The patches for supporting various functions in the FPGA version of the T1 chip were never mainlined and have diverged from the current version of the kernel. The old version of the kernel they originally applied to no longer compiles without a number of changes. Automake doesn't work with the old makefiles anymore. So if you type make, you have to rewrite the makefile. Then if you do that, they still don't compile because of behavior changes in gcc. Some of these are the fault of the kernel developers making bad decisions, like including both -Wall and -Werror in their flags which cases compilation to fail with newer compilers when new warnings are introduced. (Compilers are always allowed to add warnings later, and indeed they do.) Along with a few other things that fail.

Since I didn't want to develop on a years old kernel anyway, I forward ported Sun's old patches to a newer version of the kernel and successfully moved the newest kernel code available for the platform forward a few years. But was never able to get the latest kernels working, because the newest kernels all fail on that platform during initialization.

I'm sure it's something I could fix if I needed to, but tracking down why a kernel crashes on an entire platform before it starts init is just no fun.

Maybe someone else fixed that bug and pushed it forward again, but as far as I know the current status of running Linux on an FPGA with the OpenSPARC T1 core is that the latest kernel available is 3.9 from my tree on github. [1]

Which is a shame, this is one of the very few open cores for a truly fast and well designed processor available in the world.

[1] https://github.com/djcapelis/linux-kernel-opensparc-fpga




> I'm sure it's something I could fix if I needed to, but ...

So in other words, no demand, no work. Had your job depended on it, you'd have done so. For everything else, if no hobbyist is willing to work on it then it gets de facto deprecated at some point down the read.

Plus, OpenSPARC T1 has been around for what... a decade? For all of its technical merits, that's about as old as dinosaurs in IT time. Deep Blue defeated Kasparov in 1997 and was the size of an oversized US fridge. Smart phones packed the same amount of computing power 13 years later. :-)


I mean. I'm not sure what your point is trying to explain my own motivations to me. It was part of what I was getting paid to do at the time. But I didn't need the newest kernel to run on it, so I never ported beyond 3.9. Arguably had it been a passionate side project, I may have gone further. Trying to use this as some kind of capitalistic example of how the market forces just didn't motivate it enough is... missing a lot of the point around so much of what happens here and why a lot of the people who do this work continue to do it.

Also, while the T1 core may be somewhat dated, it is still the newest general purpose ASIC design that's ever been fabricated as a major CPU that you can actually download the verilog for and put on an FPGA.
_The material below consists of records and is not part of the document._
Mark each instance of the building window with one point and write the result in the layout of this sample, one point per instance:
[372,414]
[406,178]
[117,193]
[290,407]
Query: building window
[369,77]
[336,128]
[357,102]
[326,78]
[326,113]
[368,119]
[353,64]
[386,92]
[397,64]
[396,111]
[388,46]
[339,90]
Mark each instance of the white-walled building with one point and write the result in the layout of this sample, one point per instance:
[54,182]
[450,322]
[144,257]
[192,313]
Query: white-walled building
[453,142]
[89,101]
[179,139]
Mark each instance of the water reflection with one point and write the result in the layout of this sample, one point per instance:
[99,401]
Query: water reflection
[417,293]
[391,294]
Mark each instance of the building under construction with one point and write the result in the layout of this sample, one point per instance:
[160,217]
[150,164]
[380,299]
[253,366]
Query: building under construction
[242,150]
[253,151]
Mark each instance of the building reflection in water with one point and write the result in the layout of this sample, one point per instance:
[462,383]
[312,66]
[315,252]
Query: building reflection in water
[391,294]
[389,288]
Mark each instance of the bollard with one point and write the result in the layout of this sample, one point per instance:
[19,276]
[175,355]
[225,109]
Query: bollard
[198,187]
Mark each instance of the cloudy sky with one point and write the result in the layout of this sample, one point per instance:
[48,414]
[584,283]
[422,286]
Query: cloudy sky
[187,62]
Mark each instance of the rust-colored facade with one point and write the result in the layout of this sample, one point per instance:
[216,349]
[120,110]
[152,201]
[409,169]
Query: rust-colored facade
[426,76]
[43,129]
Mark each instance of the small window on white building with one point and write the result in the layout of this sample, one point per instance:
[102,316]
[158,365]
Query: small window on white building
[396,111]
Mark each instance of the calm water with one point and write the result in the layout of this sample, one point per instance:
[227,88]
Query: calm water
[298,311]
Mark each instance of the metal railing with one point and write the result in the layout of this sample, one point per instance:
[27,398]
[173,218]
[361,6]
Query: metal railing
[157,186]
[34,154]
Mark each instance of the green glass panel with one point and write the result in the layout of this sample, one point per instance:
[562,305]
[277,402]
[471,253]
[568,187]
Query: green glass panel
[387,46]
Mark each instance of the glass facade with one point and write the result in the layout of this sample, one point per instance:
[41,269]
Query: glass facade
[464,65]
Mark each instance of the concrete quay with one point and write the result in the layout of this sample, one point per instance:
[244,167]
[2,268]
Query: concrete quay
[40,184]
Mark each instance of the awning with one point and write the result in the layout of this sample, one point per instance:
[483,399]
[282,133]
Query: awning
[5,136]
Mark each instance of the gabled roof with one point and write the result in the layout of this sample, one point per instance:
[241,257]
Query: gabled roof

The advances in computing power haven't been driven by tons of changes in the core units since the gigahertz wars. They are by no means static, but an OpenSPARC T1 core has a surprising amount of similarity to a SPARC core shipping in new designs today. It's an extremely valuable model and opportunity to play with hardware modifications that is otherwise unparalleled outside the few organizations that regularly fabricate new ASICs.